When Adam Eudy talks about his future, he doesn't speak hypothetically. To Adam, who turned 15 on Sunday, owning his own restaurant isn't a matter of if, but when.
"When I get a restaurant," Adam says, "I'll let kids come back and show them how we do stuff."
It's a teaching philosophy born of his own culinary experience -- which is impressive, especially since he isn't old enough to drive. For about a year, Adam's been visiting the kitchen of Robert Irvine's eat! on Hilton Head Island once a week to learn from some of the best chefs in the business, including Irvine himself.
"He's an amazing talent at such a young age," said the Food Network star and host of "Dinner: Impossible." "When you see somebody like that ... and you see that spark -- that passion -- I want to encourage that."
Digital Access for only $0.99
For the most comprehensive local coverage, subscribe today.
Adam's passions aren't limited to cooking. He's also an accomplished cake decorator. He's created cakes for birthdays, baby showers and even several weddings, for which he conducted professional tastings with the bride and groom. Once a month he makes a cake to celebrate members' birthdays at First Baptist Church, where he attends with his parents (dad, Mark, is youth minister) and four siblings. He also helps cook dinner for the congregation on Wednesdays.
Between cooking and baking, Adam can't choose a favorite. ("If I do one, I like to take a break and do the other one," he said.) He plans to do both when he's running his own restaurant. For now, he's taking every opportunity to sharpen his skills, learn the culinary business and have some fun in the kitchen.
FINDING HIS CALLING
Adam got into cooking to get out of something else.
"A couple years ago ... I didn't want to do the dishes two times a day, so I decided I was going to do it one time a day and I would start cooking."
In the Eudy family, the cook doesn't have to clean up.
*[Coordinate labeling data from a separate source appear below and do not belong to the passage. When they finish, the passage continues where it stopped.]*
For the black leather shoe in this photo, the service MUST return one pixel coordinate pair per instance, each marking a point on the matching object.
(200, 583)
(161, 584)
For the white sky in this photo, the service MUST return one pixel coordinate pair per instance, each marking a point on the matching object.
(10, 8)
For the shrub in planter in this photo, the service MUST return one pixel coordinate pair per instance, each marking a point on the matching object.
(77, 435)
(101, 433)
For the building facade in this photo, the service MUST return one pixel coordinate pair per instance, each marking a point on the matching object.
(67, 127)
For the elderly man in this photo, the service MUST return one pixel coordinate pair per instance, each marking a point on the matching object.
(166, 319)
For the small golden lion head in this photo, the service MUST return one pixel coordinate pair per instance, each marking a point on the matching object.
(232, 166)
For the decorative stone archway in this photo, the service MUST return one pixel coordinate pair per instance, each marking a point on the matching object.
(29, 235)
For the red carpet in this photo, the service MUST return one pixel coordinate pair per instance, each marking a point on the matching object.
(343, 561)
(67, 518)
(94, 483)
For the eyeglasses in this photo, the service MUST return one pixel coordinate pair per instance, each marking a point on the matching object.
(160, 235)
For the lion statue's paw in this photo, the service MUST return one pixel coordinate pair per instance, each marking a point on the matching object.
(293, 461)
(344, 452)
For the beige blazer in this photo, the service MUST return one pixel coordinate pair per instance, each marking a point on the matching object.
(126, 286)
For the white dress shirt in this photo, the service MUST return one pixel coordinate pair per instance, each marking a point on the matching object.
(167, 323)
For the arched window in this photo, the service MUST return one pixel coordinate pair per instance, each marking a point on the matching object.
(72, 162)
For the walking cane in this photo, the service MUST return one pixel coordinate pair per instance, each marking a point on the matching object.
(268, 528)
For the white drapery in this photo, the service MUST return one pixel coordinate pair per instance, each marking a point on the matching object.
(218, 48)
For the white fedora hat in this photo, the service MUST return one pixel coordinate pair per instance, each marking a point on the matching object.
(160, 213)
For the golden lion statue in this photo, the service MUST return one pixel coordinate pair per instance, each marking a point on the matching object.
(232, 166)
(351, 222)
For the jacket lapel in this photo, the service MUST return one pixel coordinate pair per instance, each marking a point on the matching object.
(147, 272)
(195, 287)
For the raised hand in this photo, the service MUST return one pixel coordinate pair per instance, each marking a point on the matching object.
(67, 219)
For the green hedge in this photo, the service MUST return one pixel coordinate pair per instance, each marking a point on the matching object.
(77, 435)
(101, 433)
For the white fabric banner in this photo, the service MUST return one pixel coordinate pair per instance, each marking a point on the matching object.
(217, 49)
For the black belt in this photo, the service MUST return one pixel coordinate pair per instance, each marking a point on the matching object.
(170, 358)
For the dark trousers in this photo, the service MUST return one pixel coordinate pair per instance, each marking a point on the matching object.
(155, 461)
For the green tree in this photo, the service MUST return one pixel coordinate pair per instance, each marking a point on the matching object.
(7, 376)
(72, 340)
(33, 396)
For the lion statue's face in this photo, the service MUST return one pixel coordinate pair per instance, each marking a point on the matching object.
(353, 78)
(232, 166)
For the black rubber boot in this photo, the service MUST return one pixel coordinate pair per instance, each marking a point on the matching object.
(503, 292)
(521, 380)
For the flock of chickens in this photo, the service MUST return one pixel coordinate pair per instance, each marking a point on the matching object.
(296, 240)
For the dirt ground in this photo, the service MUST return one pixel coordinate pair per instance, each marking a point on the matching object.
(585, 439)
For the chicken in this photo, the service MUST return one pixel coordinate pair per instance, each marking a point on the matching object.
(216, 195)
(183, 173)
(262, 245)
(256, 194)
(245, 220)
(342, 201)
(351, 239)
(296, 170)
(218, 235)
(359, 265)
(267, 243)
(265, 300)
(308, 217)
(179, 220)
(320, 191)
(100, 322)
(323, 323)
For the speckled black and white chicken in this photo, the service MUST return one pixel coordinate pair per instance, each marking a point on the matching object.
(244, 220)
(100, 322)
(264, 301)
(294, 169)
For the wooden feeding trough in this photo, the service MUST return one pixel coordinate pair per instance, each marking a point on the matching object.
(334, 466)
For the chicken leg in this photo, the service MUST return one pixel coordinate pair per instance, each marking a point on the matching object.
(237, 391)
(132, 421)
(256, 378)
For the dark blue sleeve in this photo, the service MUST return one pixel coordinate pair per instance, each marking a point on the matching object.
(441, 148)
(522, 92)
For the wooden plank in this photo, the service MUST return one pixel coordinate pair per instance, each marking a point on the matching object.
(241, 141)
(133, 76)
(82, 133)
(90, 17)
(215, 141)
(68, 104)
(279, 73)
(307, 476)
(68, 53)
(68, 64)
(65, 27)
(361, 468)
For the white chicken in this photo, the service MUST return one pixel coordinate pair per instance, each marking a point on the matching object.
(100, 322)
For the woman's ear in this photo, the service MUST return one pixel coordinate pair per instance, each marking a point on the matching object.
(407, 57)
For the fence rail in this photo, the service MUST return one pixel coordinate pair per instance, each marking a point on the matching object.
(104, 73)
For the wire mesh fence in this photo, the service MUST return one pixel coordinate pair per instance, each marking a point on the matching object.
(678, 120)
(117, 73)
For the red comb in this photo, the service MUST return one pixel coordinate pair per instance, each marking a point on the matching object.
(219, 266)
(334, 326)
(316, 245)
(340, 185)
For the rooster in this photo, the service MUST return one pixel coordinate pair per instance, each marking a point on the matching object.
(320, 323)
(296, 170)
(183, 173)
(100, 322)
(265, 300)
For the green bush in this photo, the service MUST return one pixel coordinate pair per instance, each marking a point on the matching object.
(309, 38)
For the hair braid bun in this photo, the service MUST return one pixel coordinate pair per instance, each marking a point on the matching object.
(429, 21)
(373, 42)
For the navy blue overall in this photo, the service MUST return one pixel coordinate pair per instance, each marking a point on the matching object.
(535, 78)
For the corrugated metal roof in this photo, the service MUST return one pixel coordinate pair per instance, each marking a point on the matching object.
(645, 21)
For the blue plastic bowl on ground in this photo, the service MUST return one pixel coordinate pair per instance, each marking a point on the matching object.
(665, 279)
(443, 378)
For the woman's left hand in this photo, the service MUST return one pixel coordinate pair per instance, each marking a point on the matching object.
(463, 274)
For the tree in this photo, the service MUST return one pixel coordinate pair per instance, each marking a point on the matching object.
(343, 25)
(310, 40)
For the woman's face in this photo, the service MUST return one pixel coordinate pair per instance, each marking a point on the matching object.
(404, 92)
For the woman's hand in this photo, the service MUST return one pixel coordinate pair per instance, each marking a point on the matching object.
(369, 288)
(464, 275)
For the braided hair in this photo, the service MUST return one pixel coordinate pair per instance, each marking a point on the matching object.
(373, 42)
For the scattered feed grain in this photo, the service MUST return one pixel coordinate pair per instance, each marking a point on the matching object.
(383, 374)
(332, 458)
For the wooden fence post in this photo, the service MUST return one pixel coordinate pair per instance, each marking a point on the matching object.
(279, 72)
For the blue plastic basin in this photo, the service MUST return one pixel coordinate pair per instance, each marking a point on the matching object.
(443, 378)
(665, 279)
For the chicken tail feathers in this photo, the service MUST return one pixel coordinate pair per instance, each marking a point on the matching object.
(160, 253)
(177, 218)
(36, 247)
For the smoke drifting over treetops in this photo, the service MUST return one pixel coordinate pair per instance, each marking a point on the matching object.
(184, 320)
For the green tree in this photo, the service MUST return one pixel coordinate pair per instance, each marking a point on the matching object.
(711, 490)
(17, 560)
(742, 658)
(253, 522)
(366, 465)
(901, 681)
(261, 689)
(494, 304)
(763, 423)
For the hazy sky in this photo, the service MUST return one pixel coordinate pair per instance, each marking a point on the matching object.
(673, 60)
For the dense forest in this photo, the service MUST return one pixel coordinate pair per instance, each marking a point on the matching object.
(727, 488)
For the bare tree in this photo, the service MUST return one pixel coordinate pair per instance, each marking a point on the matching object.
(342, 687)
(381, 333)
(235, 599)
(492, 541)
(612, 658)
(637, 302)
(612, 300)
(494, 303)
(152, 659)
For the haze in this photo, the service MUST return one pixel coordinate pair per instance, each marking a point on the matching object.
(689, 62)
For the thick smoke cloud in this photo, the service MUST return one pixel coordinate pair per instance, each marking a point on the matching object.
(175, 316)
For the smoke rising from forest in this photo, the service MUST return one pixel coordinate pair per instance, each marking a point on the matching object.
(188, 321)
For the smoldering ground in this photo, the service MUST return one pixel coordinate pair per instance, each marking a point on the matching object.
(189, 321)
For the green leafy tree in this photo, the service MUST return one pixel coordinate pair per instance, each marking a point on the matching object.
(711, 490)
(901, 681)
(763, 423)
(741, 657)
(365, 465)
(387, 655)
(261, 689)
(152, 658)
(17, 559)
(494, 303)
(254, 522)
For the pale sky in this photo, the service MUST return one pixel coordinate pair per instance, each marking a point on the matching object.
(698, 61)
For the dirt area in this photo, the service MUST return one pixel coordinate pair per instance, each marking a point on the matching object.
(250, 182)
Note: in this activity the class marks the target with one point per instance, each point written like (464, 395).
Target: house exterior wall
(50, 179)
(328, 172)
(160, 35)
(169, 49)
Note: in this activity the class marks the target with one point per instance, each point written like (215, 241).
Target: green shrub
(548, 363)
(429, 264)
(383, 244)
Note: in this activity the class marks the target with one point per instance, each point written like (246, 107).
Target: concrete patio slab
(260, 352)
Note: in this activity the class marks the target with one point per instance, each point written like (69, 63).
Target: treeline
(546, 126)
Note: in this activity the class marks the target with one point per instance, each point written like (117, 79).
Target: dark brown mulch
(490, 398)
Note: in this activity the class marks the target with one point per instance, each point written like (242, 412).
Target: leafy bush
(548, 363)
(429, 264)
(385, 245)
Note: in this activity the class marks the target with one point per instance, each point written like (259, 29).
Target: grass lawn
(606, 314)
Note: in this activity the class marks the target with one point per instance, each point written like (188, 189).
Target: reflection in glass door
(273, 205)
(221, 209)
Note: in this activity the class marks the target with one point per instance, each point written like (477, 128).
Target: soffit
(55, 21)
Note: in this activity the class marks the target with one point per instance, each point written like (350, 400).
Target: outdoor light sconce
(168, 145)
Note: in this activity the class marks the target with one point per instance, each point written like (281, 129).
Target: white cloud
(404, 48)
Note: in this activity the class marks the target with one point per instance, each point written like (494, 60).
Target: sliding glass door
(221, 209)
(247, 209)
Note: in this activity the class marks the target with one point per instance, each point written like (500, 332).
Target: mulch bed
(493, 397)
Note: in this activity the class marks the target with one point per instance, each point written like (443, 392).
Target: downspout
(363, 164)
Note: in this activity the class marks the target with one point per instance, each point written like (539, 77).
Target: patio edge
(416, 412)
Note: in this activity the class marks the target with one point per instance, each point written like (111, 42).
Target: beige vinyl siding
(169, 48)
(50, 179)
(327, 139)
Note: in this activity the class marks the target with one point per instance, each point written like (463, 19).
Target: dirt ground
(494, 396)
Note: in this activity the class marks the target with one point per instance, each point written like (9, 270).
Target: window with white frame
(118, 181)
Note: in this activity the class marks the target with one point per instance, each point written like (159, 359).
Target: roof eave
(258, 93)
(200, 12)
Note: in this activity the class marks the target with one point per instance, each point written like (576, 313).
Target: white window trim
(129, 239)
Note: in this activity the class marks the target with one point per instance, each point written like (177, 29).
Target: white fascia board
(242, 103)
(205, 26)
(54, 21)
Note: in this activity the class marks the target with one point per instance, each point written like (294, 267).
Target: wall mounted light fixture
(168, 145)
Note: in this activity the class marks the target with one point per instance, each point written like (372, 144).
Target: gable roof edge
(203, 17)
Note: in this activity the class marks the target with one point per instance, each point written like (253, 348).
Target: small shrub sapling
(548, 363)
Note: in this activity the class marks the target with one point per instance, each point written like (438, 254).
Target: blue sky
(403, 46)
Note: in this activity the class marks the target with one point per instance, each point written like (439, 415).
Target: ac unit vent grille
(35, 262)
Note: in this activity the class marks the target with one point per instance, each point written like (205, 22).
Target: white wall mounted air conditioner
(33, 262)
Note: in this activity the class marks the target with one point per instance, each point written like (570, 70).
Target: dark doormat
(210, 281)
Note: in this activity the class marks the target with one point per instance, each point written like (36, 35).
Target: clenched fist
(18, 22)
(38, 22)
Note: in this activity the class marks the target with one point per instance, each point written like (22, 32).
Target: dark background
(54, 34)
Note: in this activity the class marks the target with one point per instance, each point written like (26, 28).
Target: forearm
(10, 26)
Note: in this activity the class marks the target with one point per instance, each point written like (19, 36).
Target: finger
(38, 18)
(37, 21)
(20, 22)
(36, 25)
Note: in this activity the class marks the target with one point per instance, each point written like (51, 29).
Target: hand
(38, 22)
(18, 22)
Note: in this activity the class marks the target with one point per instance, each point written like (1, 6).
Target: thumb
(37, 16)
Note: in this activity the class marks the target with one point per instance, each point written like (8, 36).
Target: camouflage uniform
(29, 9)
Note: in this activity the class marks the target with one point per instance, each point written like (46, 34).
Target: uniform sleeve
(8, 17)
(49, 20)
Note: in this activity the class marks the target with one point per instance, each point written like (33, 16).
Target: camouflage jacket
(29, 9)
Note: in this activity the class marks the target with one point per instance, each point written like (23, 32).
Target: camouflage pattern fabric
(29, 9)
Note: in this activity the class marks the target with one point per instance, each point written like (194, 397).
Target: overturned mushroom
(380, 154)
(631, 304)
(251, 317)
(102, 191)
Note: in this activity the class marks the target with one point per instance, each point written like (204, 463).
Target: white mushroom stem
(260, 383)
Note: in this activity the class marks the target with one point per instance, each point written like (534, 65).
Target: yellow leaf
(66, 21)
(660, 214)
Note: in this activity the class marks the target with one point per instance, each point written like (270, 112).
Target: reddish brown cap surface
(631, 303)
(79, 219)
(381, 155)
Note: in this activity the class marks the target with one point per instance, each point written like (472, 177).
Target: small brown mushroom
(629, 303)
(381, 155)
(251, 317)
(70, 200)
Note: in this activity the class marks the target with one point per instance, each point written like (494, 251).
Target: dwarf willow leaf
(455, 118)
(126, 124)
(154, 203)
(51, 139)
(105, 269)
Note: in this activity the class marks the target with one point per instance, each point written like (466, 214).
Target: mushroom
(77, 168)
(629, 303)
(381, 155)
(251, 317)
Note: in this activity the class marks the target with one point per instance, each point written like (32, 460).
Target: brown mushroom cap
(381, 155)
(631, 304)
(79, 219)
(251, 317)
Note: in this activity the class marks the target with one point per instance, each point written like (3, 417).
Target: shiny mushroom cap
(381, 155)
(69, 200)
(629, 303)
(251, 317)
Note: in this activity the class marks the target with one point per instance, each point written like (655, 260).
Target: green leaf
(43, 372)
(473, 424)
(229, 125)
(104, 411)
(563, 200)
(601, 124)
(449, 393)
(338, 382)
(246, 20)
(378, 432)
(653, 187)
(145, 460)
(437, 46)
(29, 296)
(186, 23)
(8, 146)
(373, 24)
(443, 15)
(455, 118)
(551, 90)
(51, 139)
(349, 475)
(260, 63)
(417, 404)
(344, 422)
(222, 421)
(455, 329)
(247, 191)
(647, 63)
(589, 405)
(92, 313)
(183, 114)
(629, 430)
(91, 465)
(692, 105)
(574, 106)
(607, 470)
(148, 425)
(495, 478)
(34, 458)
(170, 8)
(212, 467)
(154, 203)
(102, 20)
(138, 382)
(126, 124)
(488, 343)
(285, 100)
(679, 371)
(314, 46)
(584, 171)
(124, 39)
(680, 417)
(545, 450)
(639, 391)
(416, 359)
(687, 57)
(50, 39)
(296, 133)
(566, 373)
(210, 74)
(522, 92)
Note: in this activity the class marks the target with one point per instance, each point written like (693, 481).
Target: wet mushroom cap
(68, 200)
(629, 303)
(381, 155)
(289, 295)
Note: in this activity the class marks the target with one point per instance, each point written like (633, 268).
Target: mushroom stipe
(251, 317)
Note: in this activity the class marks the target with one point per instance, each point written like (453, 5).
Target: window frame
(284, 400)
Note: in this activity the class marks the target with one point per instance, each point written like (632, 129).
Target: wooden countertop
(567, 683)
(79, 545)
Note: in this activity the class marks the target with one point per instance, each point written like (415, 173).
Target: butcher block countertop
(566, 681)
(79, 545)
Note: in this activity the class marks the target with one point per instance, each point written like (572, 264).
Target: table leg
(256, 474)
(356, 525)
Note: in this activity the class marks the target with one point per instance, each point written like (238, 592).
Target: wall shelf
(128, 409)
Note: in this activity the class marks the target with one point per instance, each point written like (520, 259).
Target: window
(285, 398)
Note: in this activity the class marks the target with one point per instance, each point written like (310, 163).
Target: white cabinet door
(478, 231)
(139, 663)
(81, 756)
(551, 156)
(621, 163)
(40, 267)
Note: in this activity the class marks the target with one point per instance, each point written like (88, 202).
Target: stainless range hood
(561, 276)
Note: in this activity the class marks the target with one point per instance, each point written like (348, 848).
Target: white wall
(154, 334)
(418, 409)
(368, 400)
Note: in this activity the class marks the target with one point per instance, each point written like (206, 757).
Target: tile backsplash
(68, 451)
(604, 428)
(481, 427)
Cooking came naturally to Adam, whose family moved to Bluffton three years ago from Charlotte. He started experimenting with flavor combinations and branching out beyond typical dinner fare. In a recent recipe for hamburgers, for example, Adam used cumin, chili powder, paprika, lime zest, barbecue sauce and cranberry juice, among other ingredients. The family devoured them, Adam said.
His mom, Crystall, is happy to encourage his talent.
"I love it. They don't want my cooking anymore," she said with a laugh.
The apprenticeship at eat!, which is part of Adam's home-school curriculum, came about when Crystall and Mark had dinner at the restaurant one night and Chef Lee Lucier visited their table. The Eudys mentioned Adam's love of cooking, and Lucier invited them to bring the then-14-year-old to observe the restaurant's kitchen.
A year later, Adam has learned a variety of techniques, including making vinaigrettes and a classic French chicken breast, baking bread and filleting salmon. He's developed his skill set through homework assignments from Irvine, which have included tasting herbs and spices while blindfolded -- an exercise to train his palate. He's also gained invaluable knowledge about professionalism, the inner workings of a restaurant kitchen and, sometimes, having a thick skin.
"Robert's tough on him," Crystall said. "If it's not right, he has to re-do it. ... He rarely compliments him."
Irvine agrees with her assessment.
"I'm very hard on him because I see he has the talent," Irvine said. "(Part of becoming a successful chef is) knowing when to open your mouth and when to shut it and being able to take constructive criticism.
"I'm kind of a pain in the kitchen."
The experience at eat! has opened many doors for Adam. Through the chefs' connections, he was able to tour several kitchens at Walt Disney World during a family trip last year. Several local chefs have invited Adam to visit their kitchens. And Adam recently worked alongside high-profile chefs as part of Irvine's "Dinner: Possible" fundraiser for the "Extreme Makeover: Home Edition" family in Beaufort. One of those chefs -- Derrick Davenport, Chief Petty Officer of the Chairman's Dining Room for the Joint Chiefs of Staff -- invited Adam to visit him at the Pentagon. The Eudys are planning a trip to Washington, D.C., this year.
Adam's experience and knowledge is evident as he prepares dinner in the First Baptist kitchen on a recent Wednesday night. He's calm and efficient, quickly chopping mushrooms and spinach into thin, uniform pieces. Volunteers address him as "chef," asking him to taste pasta for doneness and sign-off on the meals' other components.
"I try to be laid-back," Adam says through braces.
His quiet confidence carries through to a long list of activities outside the kitchen. He's played violin since he was 4, and now plays in the Hilton Head Youth Orchestra. He's a second lieutenant in the Civil Air Patrol, the Air Force auxiliary, where he's been nominated for a Commander's Commendation. He's also won awards for puppetry, and develops his public speaking skills in Toastmasters.
But food is his calling. He looks forward to attending culinary school in a few years (his top choice is the Culinary Institute of America in New York, considered the top culinary school in the world). Right now the world is Adam's oyster, Irvine said.
"He can take this as far as he wants to take it -- he's got that twinkle in his eye," he said. "He's got all the traits that could make a good chef."